# Passport expiration for FM3



## circle110 (Jul 20, 2009)

The time has come for me to look at getting an FM3 (I know the name is now no-inmigrante but FM3 is easier to type!) instead of using an FMM.

As I looked at the FM3 requirements on different sites, I found on one site that it is a requirement that your passport be valid for 6 months past the end of the duration of the visa. I didn't see that anywhere else. Does anyone know if that is indeed the case?

I hope not because mine expires in September of this year! I had planned to renew in the US in August when I spend 6 weeks in the country. Maybe I'll have to wait until I renew my passport to apply for the FM3?


----------



## RVGRINGO (May 16, 2007)

I think it is a requirement, but I don't know if it is universally enforced. However, you can renew your passport at the US Consulate earlier, if that is convenient. See their website for requirements for online forms and how to pay.


----------



## sparks (Jun 17, 2007)

I renewed my passport in Vallarta but not sure how much time leeway they'll give you ... they certainly must be familar with the Mexican visa system


----------



## makaloco (Mar 26, 2009)

I have a similar issue: my passport expires in December and my FM2 renewal is in November. The consulate (ours is Cabo San Lucas) is familiar with the Mexican requirement and said I could renew my passport well in advance. They even said "now" several months ago when I asked. I'm procrastinating because it's three hours each way to CSL and I have to go twice. :-(


----------



## RVGRINGO (May 16, 2007)

It would seem that "procrastination" might lead to having to leave the country, renew your passport, return on an FMM and start the FM3 process all over again, perhaps with fines for failure to renew on time. That's probably why the Consulate suggested, "now".


----------



## makaloco (Mar 26, 2009)

Sorry, I didn't express that clearly. The consulate didn't suggest that I renew my passport "now" (last summer, more than a year in advance of its expiration), they only indicated that I *could* do it that early if I wished. Meaning that the OP could probably renew his passport here in Mexico and apply for his FM3 without having to wait until after his August trip to the US.
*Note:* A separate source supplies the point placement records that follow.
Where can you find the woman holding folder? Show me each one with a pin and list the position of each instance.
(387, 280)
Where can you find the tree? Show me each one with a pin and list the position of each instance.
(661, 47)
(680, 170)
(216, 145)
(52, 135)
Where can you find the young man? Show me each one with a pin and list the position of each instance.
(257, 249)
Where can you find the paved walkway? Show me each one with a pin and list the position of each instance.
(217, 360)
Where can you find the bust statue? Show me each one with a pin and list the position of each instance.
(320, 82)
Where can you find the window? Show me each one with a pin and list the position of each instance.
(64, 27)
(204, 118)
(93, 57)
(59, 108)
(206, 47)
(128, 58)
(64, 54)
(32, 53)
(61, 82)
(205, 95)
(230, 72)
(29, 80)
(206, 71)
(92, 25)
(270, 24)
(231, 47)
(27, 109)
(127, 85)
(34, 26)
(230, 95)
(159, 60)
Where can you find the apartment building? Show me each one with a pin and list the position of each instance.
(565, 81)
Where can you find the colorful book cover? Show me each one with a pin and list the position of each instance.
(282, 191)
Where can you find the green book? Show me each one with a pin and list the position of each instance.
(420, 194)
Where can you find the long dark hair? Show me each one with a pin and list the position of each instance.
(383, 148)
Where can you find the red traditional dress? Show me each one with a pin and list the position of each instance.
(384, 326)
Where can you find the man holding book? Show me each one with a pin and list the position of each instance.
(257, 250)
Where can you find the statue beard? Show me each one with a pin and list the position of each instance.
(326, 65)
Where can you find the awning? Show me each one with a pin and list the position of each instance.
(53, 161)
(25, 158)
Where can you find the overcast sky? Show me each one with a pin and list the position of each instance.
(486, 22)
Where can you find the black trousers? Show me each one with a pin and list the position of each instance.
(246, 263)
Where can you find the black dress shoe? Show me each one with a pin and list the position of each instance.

I definitely won't procrastinate long enough to jeopardize my FM2 renewal!


----------



## circle110 (Jul 20, 2009)

Thanks Makaloco, that appears to be my best course of action. Especially since I may have the need of leaving the country for a week via air in 2 months and would have to leave my car here against the law if I don´t have a resident visa by that time.

That brings me to another question. I entered Mexico 3 days ago on an FMM and got the temporary permit for my car. Once I get my FM3, will that permit automatically change to match my visa, or will I have to do something to modify my car permit´s status?


----------



## RVGRINGO (May 16, 2007)

You won't have to do a thing. In spite of the 'expiration date' on your car permit, it will remain valid so long as you maintain continuously valid immigration status. Changing from FMM to another status satisfies that requirement.


----------